There are a lot of things about elections that are predictable, including the turnout and sometimes even the weather.
The one thing that can’t be predicted with ease is the Election Day mood of the voters. This is what might be called the “irritation factor.” A surly electorate can produce unexpected results.
Given these facts, it might be useful to speculate on what will happen to Amendment 40 on the Colorado ballot, a measure that would limit the tenure of appellate judges in the state to no more than 10 years.
The immediate impact of passage would be that five of seven Supreme Court justices (all Democratic appointees) would have to leave office. If that sounds like reason enough to clap hands and vote for the measure, hold on just a minute.
Should Bill Ritter, a Democrat, win the race for governor (he leads in the polls) and still be around in January 2009, he would be able to appoint all five replacements.
It’s something to think about – but it isn’t the only thing to think about.
There are a number of reasons to be distressed by the quality of Colorado’s appellate courts, and especially the Supreme Court. Recent decisions in a capital murder case, a felony murder case and a ballot initiative case involving immigration are only the latest examples of questionable, if not outrageous, jurisprudence.
And don’t forget lingering dissatisfaction over the judicial selection and retention process that has long been in place in Colorado. Rarely does a sitting judge get the boot by voters. Most judges get approved by what has become a nearly automatic approval process.
Proponents of the system have to acknowledge the public is frustrated with the system, as evidenced by the number of voters who vote “no” on all judges. However, these supporters go on to claim (without offering proof, since the files are not public) that some poor judges leave voluntarily rather than run for retention with a negative rating.
Most voters don’t pay much attention to the details of court decisions, but it would be a rare voter who doesn’t have some impression of how the courts are doing. So what will these folks do when they get to Amendment 40 on the ballot?
Here are a couple of guesses:
The fact that the measure is short and simple works in its favor. So does the fact that it refers to term limits. Whatever else can be said about term limits, they haven’t seemed to have destroyed the legislature or the county offices where they have been repeatedly applied. Ritter himself was removed from the district attorney’s job by term limits.
Finally, there hasn’t been a really good argument advanced against it.
For example, when three former governors last month joined Gov. Bill Owens in opposing the amendment, not one of them suggested that Colorado has a great Supreme Court or that the state would be crippled if five of the long-term members said bye-bye. Instead, the governors argued that the new system would somehow put partisan politics back into the court system.

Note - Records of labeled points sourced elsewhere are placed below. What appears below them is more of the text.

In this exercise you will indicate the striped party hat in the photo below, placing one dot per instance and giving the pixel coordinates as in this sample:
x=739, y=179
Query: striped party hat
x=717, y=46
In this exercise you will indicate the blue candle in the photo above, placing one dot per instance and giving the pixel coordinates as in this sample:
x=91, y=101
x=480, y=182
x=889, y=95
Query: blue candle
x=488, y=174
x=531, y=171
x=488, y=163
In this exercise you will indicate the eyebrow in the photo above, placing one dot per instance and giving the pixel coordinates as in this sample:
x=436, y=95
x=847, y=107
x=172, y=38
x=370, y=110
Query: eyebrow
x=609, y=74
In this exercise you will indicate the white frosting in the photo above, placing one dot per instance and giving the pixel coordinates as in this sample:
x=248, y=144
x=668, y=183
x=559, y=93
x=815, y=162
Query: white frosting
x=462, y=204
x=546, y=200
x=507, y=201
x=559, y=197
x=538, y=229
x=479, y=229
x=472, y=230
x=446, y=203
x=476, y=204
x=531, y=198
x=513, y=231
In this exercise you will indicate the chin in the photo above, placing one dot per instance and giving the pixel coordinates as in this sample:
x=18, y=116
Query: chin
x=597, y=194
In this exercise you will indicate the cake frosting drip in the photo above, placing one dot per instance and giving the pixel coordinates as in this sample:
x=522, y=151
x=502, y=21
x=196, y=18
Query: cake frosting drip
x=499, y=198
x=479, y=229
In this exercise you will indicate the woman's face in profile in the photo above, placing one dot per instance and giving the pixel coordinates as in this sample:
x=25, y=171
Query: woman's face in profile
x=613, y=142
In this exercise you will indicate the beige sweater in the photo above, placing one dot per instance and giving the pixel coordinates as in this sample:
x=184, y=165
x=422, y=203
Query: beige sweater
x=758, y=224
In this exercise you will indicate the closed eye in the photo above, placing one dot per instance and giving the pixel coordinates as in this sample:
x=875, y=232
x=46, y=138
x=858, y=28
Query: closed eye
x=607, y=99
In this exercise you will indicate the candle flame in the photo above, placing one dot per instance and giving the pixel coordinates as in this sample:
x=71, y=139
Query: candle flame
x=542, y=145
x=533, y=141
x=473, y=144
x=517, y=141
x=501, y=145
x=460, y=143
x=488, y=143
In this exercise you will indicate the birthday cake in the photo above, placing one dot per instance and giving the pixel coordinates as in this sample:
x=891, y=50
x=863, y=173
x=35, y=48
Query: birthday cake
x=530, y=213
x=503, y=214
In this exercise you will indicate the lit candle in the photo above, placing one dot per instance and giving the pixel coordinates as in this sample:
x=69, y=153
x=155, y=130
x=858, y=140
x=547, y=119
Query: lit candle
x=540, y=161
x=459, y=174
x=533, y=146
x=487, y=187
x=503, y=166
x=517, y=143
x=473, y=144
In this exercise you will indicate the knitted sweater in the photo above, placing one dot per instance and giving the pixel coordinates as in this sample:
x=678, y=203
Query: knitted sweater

Who is kidding whom? Politics never left it. Every school child knows that it very much matters if a court is dominated by Democrats or by Republicans. The issue is not whether partisan politics plays a role but rather what role it should play.
The problem facing the voters who are dissatisfied with the current court and the current system is that there are no options other than Amendment 40. It is that or nothing at all.
Whatever else may be said, former Senate President John Andrews, a Republican, and other backers of the amendment have acted on political principle. They believe it shouldn’t matter what party gets the immediate benefits of the needed change.
Sure, it would have been nice to have wording that might avoid the prospect of a wholesale shift in the Supreme Court in 2009, but the measure would then have lost its simplicity and been wide open to charges that it was written to benefit just one political party.
So it has come down to this: Those of us who will vote for the amendment have to accept the risk that even five Ritter Supreme Court appointees couldn’t make matters much worse. Blame it on the irritation factor.